Plusieurs massacres ont lieu dans la région comme au Serre de la Pal en 1689 et des Albonnais seront déportés et emprisonnés pour « faits de religion » dans diverses prisons jusqu'en 1770. Marie de la Roche, dame de la Chabannerie d'Albon, à notamment été arrêtée et emprisonnée dans la tour de Constance où elle protégea et se lia d'amitié avec Marie Durand. Malgré ces faits, des assemblées secrètes de protestants avaient lieu et à partir de 1756 ces assemblées avaient lieu à date et lieu fixes.

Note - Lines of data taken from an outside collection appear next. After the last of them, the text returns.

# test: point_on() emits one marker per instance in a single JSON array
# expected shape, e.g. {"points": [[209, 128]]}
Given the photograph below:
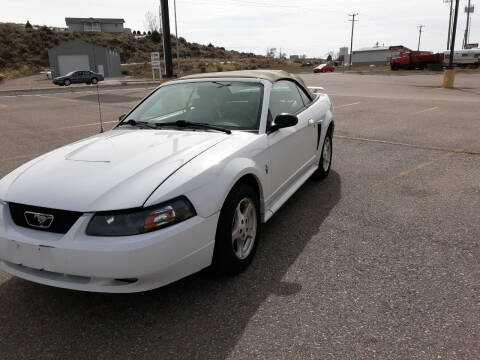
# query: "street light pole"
{"points": [[167, 45], [351, 38], [449, 77], [420, 27]]}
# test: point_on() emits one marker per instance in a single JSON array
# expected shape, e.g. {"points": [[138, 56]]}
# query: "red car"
{"points": [[324, 68]]}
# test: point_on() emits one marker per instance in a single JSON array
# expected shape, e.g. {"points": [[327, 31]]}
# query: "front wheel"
{"points": [[325, 159], [237, 231]]}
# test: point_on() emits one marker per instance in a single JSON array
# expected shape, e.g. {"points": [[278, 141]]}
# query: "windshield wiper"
{"points": [[189, 124], [142, 124], [221, 84]]}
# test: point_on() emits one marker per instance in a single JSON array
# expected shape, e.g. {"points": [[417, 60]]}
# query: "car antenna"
{"points": [[98, 93]]}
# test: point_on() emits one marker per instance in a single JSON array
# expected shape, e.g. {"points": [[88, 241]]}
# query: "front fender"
{"points": [[207, 180]]}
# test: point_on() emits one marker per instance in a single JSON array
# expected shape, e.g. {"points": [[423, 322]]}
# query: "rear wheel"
{"points": [[237, 230], [325, 159]]}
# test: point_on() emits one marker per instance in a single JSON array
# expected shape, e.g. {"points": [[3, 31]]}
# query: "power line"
{"points": [[351, 38], [420, 27]]}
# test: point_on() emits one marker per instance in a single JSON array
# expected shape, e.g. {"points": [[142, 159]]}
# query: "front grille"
{"points": [[62, 221]]}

Passez le village d'Albon-d'Ardèche et poursuivez sur la D409 vers Marcols-les-Eaux (46 km) dominée par deux anciens volcans, la Graveyre et le Don, et d'où l'on a un beau panorama sur pas moins de... sept départements. De nombreux éléments architecturaux ou patrimoniaux méritent une attention toute particulière pendant cette étape. L’église du XVIIe siècle à clocher plat, dans le bourg, restaurée, construite avec les pierres du Prieuré. Commencée en 1672 elle est inaugurée en 1688 avec les Dragons du Roi. Les ruines du Prieuré, ancienne église de St-Julien d’Orsival, ancien nom de Marcols-les-Eaux.
A voir également, les vieilles ruelles ou calades, les voûtes agricoles, le four à pain et le moulin du hameau de Mauras : sur les rives de la rivière, la Glueyre, le hameau de Mauras forme un groupement d’une quinzaine d’habitations en grande majorité d’architecture vernaculaire. En outre, il est entouré de pâturages où sont implantés plusieurs bâtiments agricoles. Le petit patrimoine lié à l’eau et aux activités agricoles : lavoirs, fontaine, moulinages, sources d’eau minérale...
Prendre à présent la D102 en direction du Cheylard (70 km) par le col de la Faye de 1019 m. Enfin la route se fait plus douce sur les berge du Talaron, jusqu'à Le Cheylard, centre névralgique du travail de la laine, du tissage et des moulinages de soies, que vous aurez pu rencontrer tout au long du parcours. Situé à 430 m d'altitude, entouré de collines boisées et de terrasses, Le Cheylard est une ville dynamique, au confluent de deux rivières : la Dorne et l'Eyrieux.
À peine stationnée sur l’une de ses places, cette cité invite le visiteur à la découverte. Les visites du château de La Chèze, de la vieille ville du Cheylard, la place Saléon Terras ombragée qui invite le visiteur à se rafraîchir et à se détendre, autant d'éléments agréables qui rendent cette ville conviviale et attrayante. Au fil de la déambulation dans la vieille ville, les maisons avec leurs linteaux sculptés et leurs fenêtres à meneaux, les discrètes placettes, les passages couverts et détournés, les escaliers qui circulent de placettes en placettes ou encore les remparts du vieux château dont il subsiste deux tours visiblement remaniées, sont autant de surprises patrimoniales qui ravissent le regard. Un circuit commenté en 15 points est à votre disposition à l'Office de Tourisme pour une visite autonome.
Ici se termine cette route des Dragonnades ou route des Dragons du roi, que l'on peut suivre avec émotion dans une nature authentique et emplie d'une sérénité retrouvée.